The four were questioned but later released for lack of proof of violence, Chaidi told The Associated Press.
The president suspended parliament, lifted the immunity of parliament members, fired the prime minister and took control of the executive branch. He said the move was necessary to save the country amid public anger at the government over joblessness, rising prices and one of Africa’s worst coronavirus outbreaks.
But Saied’s decision raised concerns about Tunisia’s young democracy. Critics — most notably Ennahdha — accused him of a coup. Ennahdha has been a major player in Tunisian legislative elections since the country’s 2011 revolution, which unleashed the Arab Spring uprisings across the region.
The next day, Ennahdha supporters skirmished with backers of the president outside parliament, but the crowd was eventually dispersed by police.
Among those detained Friday were the bodyguard of Ennahdha leader and parliament speaker Rachid Ghannouchi, his protocol officer and a member of the party’s advisory council.
The four were accused of inciting people from a working-class neighborhood close to parliament to bring sticks to carry out acts of violence during the rally, according to the official TAP news agency.
“There was no link with violence,” said Chaidi, a member of the party’s executive bureau. “Violence is not a choice of Ennahdha.”
He sought to minimize the detentions and played down concerns that they were a sign of a government crackdown singling out his party.
Also Friday, outspoken legislator Yassine Ayari was arrested outside his home, according to a Facebook post by his party, the Hope and Action Movement.

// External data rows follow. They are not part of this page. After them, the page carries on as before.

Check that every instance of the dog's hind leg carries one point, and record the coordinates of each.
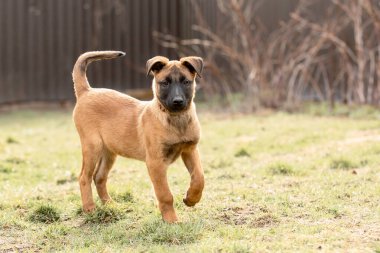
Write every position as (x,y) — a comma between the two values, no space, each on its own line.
(101,175)
(193,165)
(91,153)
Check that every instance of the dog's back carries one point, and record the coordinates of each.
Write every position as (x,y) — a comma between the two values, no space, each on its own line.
(105,117)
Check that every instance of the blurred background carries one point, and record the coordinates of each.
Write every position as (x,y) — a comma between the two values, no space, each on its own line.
(272,53)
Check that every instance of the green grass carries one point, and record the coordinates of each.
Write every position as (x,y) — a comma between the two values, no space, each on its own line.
(45,214)
(274,182)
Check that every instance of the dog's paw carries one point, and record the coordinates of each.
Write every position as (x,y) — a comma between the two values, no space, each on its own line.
(89,208)
(188,202)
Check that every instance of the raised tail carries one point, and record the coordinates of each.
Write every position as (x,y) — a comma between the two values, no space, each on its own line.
(81,84)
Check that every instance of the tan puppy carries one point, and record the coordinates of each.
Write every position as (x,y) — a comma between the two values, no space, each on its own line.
(111,123)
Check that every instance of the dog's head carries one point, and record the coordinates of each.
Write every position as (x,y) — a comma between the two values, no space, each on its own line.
(174,81)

His lawyer Mokhtar Jemai said Ayari was apparently arrested in connection with a June 30 court conviction but was not informed of the reason for conviction. Ayari has spoken out against the military and the government and faced legal problems in the past, but no longer enjoys parliamentary immunity because of the president’s decisions.
On Thursday, the president named a new interior minister, his first major appointment since the shakeup. Ridha Gharsallaoui, a former national security adviser to the presidency, will now head the Interior Ministry, which oversees domestic security, including policing.